Is there a way to use the API to extract only linked samples? I can do this from the web UI, of course, but I’d prefer to do so though R code so that other researchers can reproduce my results.
I’m working with the USA full-count data for CT for 1850 and 1860, and I’ve noticed that the population pyramid shows a few towns that have a disproportionate number of native-born young males in both censuses. The 1860 age pyramid is largely the same as for 1850, suggesting that these people are migrating elsewhere. I’m curious whether this sub-population is more likely than others to migrate, but I’d rather not download 31 million records and filter out those without an HIK value (and I assume that the full-count license terms prohibit me from sharing the filtered records).

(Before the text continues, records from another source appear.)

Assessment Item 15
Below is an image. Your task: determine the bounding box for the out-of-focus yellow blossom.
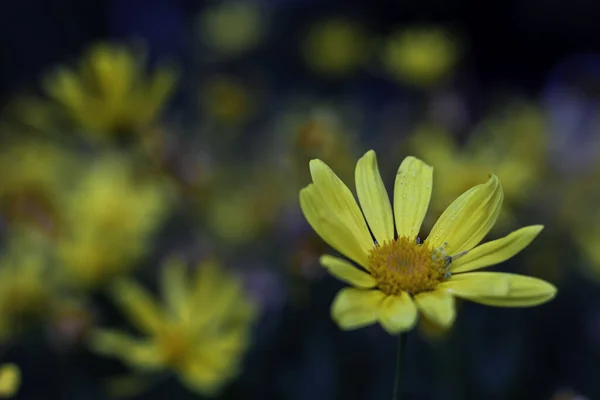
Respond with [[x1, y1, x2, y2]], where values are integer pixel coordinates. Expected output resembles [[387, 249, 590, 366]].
[[199, 1, 265, 56], [0, 230, 63, 341], [300, 151, 556, 334], [0, 364, 21, 398], [56, 155, 170, 288], [201, 75, 255, 125], [91, 260, 257, 395], [408, 105, 545, 229], [383, 27, 460, 87], [302, 19, 368, 75], [2, 93, 60, 133], [44, 43, 176, 140], [0, 139, 79, 234]]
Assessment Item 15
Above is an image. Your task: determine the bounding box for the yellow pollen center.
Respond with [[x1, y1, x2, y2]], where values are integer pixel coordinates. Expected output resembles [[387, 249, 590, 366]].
[[369, 236, 452, 295]]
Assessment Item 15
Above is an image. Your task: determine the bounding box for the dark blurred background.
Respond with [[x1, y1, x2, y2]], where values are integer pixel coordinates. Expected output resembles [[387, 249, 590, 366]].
[[0, 0, 600, 400]]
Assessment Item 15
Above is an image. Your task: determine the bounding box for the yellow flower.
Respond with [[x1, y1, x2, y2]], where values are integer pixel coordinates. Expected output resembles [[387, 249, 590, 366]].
[[408, 104, 544, 228], [0, 139, 78, 234], [383, 27, 459, 86], [302, 19, 367, 75], [0, 231, 63, 340], [300, 151, 556, 334], [91, 260, 256, 395], [0, 364, 21, 398], [56, 155, 169, 288], [44, 43, 176, 140]]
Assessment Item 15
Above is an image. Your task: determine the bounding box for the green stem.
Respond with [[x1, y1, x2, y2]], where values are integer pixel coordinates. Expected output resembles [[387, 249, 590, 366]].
[[392, 333, 408, 400]]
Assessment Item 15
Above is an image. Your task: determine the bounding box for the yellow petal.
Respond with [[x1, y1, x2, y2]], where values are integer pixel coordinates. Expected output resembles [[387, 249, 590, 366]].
[[331, 288, 385, 330], [415, 291, 456, 328], [112, 280, 164, 334], [469, 272, 556, 307], [450, 225, 544, 273], [178, 359, 231, 397], [300, 184, 373, 268], [426, 175, 504, 256], [355, 150, 394, 243], [89, 329, 164, 370], [379, 292, 417, 335], [309, 160, 373, 251], [394, 157, 433, 239], [436, 272, 509, 300], [0, 364, 21, 397], [320, 255, 377, 289]]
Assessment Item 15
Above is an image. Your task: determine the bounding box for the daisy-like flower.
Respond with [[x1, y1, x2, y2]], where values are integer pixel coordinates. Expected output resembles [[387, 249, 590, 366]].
[[90, 259, 258, 396], [300, 151, 556, 334]]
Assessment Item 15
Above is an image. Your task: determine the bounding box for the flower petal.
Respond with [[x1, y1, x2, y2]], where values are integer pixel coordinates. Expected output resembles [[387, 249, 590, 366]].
[[309, 159, 373, 251], [450, 225, 544, 273], [469, 272, 556, 307], [320, 255, 377, 289], [426, 175, 504, 255], [394, 157, 433, 239], [331, 288, 385, 330], [112, 280, 164, 334], [354, 150, 394, 243], [300, 184, 373, 268], [379, 292, 417, 335], [415, 291, 456, 328], [436, 272, 510, 300], [0, 363, 21, 398]]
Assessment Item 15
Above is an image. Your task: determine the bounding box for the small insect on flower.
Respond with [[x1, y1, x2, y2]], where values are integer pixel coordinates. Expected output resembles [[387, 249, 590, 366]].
[[300, 150, 556, 334], [91, 260, 257, 395]]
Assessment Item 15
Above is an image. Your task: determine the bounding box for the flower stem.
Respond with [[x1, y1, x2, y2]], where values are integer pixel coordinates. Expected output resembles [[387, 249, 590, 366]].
[[392, 333, 408, 400]]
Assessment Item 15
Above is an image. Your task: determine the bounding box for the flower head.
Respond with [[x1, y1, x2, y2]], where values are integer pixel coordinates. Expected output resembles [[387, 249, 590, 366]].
[[300, 151, 556, 334], [56, 155, 168, 288], [0, 139, 79, 234], [91, 260, 256, 395], [409, 103, 545, 227], [44, 43, 176, 139], [0, 230, 65, 341], [383, 27, 459, 86]]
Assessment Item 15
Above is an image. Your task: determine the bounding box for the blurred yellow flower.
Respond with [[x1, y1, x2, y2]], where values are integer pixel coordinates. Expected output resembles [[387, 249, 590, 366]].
[[408, 105, 545, 229], [0, 364, 21, 397], [91, 260, 257, 395], [0, 139, 79, 234], [199, 1, 264, 56], [302, 19, 368, 75], [56, 155, 170, 288], [300, 151, 556, 334], [44, 43, 176, 140], [0, 230, 64, 341], [383, 27, 460, 87]]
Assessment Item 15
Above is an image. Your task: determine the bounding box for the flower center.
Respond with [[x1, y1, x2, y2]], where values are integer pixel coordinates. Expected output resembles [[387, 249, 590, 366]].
[[369, 236, 452, 295], [158, 326, 190, 368]]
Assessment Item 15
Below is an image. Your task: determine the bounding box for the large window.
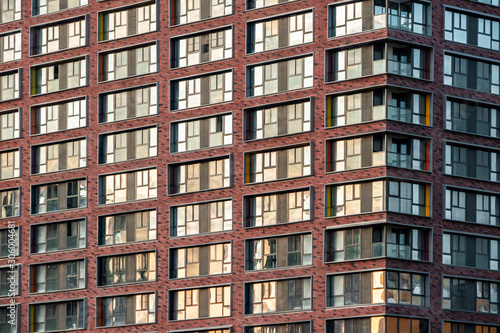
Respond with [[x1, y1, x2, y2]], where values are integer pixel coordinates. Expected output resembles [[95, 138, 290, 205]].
[[169, 243, 232, 279], [0, 109, 21, 141], [31, 179, 87, 214], [326, 42, 432, 82], [99, 168, 158, 205], [328, 0, 431, 37], [244, 189, 312, 227], [30, 259, 87, 293], [98, 210, 158, 245], [244, 100, 313, 140], [171, 28, 233, 68], [444, 53, 500, 95], [29, 299, 86, 332], [444, 9, 500, 51], [97, 293, 156, 327], [170, 200, 233, 236], [168, 157, 232, 194], [99, 1, 156, 41], [170, 71, 233, 110], [97, 252, 156, 286], [170, 0, 233, 25], [0, 149, 21, 180], [325, 224, 431, 262], [30, 220, 87, 253], [99, 44, 158, 82], [0, 69, 21, 101], [245, 234, 312, 271], [326, 316, 430, 333], [30, 17, 87, 55], [326, 133, 431, 171], [443, 232, 500, 270], [245, 277, 312, 315], [99, 127, 158, 164], [326, 271, 429, 307], [247, 11, 313, 53], [31, 98, 87, 135], [245, 145, 312, 184], [0, 30, 22, 63], [246, 55, 314, 97], [170, 114, 233, 152], [444, 143, 500, 182], [99, 85, 158, 123], [168, 286, 231, 320], [443, 277, 500, 314], [0, 188, 21, 219], [31, 139, 87, 174], [31, 58, 88, 95], [33, 0, 89, 15], [326, 180, 430, 217]]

Unfortunately, this is not currently an option using the API. However, to address your concern on downloading an extract with many millions of records, IPUMS USA does offer the ability to “Select Cases” prior to submitting your extract that allows you to filter your extract (and limit its size) by selecting only criteria of interest to you. Here is documentation on how to use case selection in R using the API. For example, you could filter on STATEFIP and LINK1850 or LINK1860 to only get persons in CT who have a link in either census. These variables (LINK1850 and LINK1860) indicate if that person is linked to the 1850 or 1860 census, respectively. Linked persons receive a common Historical Identification Key (HIK) value across all censuses in which they are identified. A LINK value of 1 indicates that they are linked to another census year, and in some cases multiple census years and the LINK variables are useful for limiting the dataset to the linked population, reducing its size.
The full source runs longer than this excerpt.